Estaban ante la Vida dos hombres, que eran otras tantas víctimas suyas.
—¿Qué quieren de mí? —les preguntó.
Uno de ellos contestó con voz lenta:
—Me rebelo ante la crueldad de tus contradicciones; mi espíritu se esfuerza en vano por penetrar el sentido de la existencia y mi alma está invadida por las tinieblas de la duda. Sin embargo, la razón me dice que el hombre es el ser más perfecto del mundo…
—¿Qué reclamas? —interrumpió impasible la Vida.
—Quiero la dicha… Y para poder realizarla, es preciso que concilies los dos principios opuestos que comparten mi alma, poniendo de apoyo mi «yo quiero» con tu «tú debes».
—No tienes nada que desear sino aquello que debes hacer por mí —contestó la Vida con dureza.
—No, yo no puedo desear ser tu víctima. ¿Porque yo quisiera dominarte, estoy condenado a vivir bajo el yugo de tus leyes?
—Modera tu énfasis —le dijo el que estaba más cerca de la Vida. Pero sin fijarse en sus palabras, el otro prosiguió:
—Yo quiero tener el derecho de vivir en armonía con mis aspiraciones. No quiero ser hermano ni esclavo de mi prójimo por deber; seré su hermano o su esclavo a mi gusto, obedeciendo a mi voluntad. Yo no quiero que la sociedad disponga de mí como de una piedra inerte que ayuda a edificar las prisiones de su ventura. Soy hombre, soy alma, soy espíritu y debo ser libre.
Espera —dijo la Vida con una sonrisa helada—. Has hablado bastante y ya sé todo lo que podrías añadir. ¡Pides tu libertad! ¿Por qué no la ganas? ¡Lucha conmigo! ¡Vénceme! Hazte mi señor, y yo seré tu esclava. No sabes con qué tranquilidad me someto siempre a los triunfadores. ¡Pero es necesario vencer! ¿Te sientes capaz de luchar conmigo para librarte de tu servidumbre? ¿Estás seguro del triunfo? ¿Confías en tu fuerza?
Y el hombre contestó:
—Me has arrastrado a un conflicto interior con mi propio yo; has afilado mi juicio, que, a la manera de una hoja mortífera, se hunde en lo más profundo de mi ser, aniquilándolo.
—Háblale con más valor, no te quejes —observó su compañero.
Pero el otro continuó:
—¡Ah, si la tiranía me concediese una tregua! Déjenme gozar de la dicha.

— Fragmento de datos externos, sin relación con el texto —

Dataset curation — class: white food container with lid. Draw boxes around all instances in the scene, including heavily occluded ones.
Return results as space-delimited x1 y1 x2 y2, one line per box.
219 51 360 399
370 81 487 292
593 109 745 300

La Vida volvió a sonreír con su sonrisa de hielo.
—Dime: al dirigirte a mí, ¿exiges o pides un favor?
—Pido un favor—contestó el hombre como un eco.
—Imploras como un mendigo solemne; pero has de saber, pobre hombre, que la Vida no da limosnas. Has de saber que un ser libre no pide nada; se apodera por sí mismo de mis dones… Tú no eres más que el esclavo de mi voluntad. Sólo es libre aquel que sabe renunciar a todos los deseos para dedicarse enteramente a conseguir el fin elegido. ¿Has comprendido? Márchate.
El hombre había comprendido y se tendió, como un perro dócil, a los pies de la Vida, para recoger humildemente las migajas de su festín.
Entonces las miradas de la Vida se dirigieron dulces hacia aquel que no había hablado aún y cuyas facciones estaban llenas de bondad.
—¿Qué pides?
—No pido nada; exijo…
—¿Qué exiges?
—¿Dónde está la justicia? Dámela. Más tarde sabré conseguirlo todo… Por el momento sólo quiero la justicia. He esperado mucho tiempo con paciencia, con razones, sin el menor descanso. He esperado… pero llegó la hora. ¿Dónde está la justicia?…
—Hazla tuya —contestó la Vida impasible.